Cayetano told his colleagues that the doors of the Department of Foreign Affairs (DFA) would be open and urged his colleagues to “feel free” to seek his assistance when needed.
“Please feel free, my dear colleagues, to call on the DFA. Anything we can do to assist, we will try to. We will also need your help in fixing the passport processing queues,” he added.
Cayetano, meanwhile, vowed to help fulfill the “Filipino dream” which includes seeing a country where Filipinos no longer have to go abroad to fulfill their dreams.
“My job in the coming days would be focused on the protection, welfare, convenience, comfort of the OFWs; to continue creating a Filipino dream wherein they do not have to go abroad to be able to fulfill their dreams for their family,” he said.
In closing, Cayetano also apologized to colleagues he may have orally hurt during Senate debates.
“Kung meron man akong nasaktan o napersonal sa mga debate, please accept my apologies (If there was anyone I hurt during debates, please accept my apologies),” Cayetano said.
“I don’t promise not to do it again but this time I’ll do it as a diplomat so I’ll be much kinder but please also guide me,” he added.
In an interview with reporters, Senate Pres. Aquilino Pimentel III said that Cayetano still remained a senator since the Senate has consented his appointment.

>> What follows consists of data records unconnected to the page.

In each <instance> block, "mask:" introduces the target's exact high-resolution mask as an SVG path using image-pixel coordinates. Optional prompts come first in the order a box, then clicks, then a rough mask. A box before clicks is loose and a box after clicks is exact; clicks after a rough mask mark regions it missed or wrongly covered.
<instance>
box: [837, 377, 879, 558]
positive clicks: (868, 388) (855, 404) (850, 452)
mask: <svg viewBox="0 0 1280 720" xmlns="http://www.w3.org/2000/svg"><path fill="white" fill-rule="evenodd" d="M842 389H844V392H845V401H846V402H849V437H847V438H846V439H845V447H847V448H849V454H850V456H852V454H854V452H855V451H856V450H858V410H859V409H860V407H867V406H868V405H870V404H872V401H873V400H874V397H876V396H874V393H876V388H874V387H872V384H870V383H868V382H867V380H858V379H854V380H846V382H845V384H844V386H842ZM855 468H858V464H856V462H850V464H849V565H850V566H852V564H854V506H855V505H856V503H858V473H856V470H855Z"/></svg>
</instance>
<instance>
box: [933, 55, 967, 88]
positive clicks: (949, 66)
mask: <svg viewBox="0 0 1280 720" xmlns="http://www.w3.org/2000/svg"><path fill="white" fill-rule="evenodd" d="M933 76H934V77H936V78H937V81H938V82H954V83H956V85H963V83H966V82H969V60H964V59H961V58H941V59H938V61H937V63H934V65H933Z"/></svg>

“It’s like telling Pres. Rodrigo Duterte, go ahead and appoint him. If he wants to attend our sessions, he’s qualified and allowed but when he takes his oath, that makes him Secretary,” Pimentel said.
Before getting CA’s nod, Cayetano was chair of the Senate Committee on Foreign Affairs. Cayetano was also Pres. Duterte’s running mate in the May 2016 presidential elections.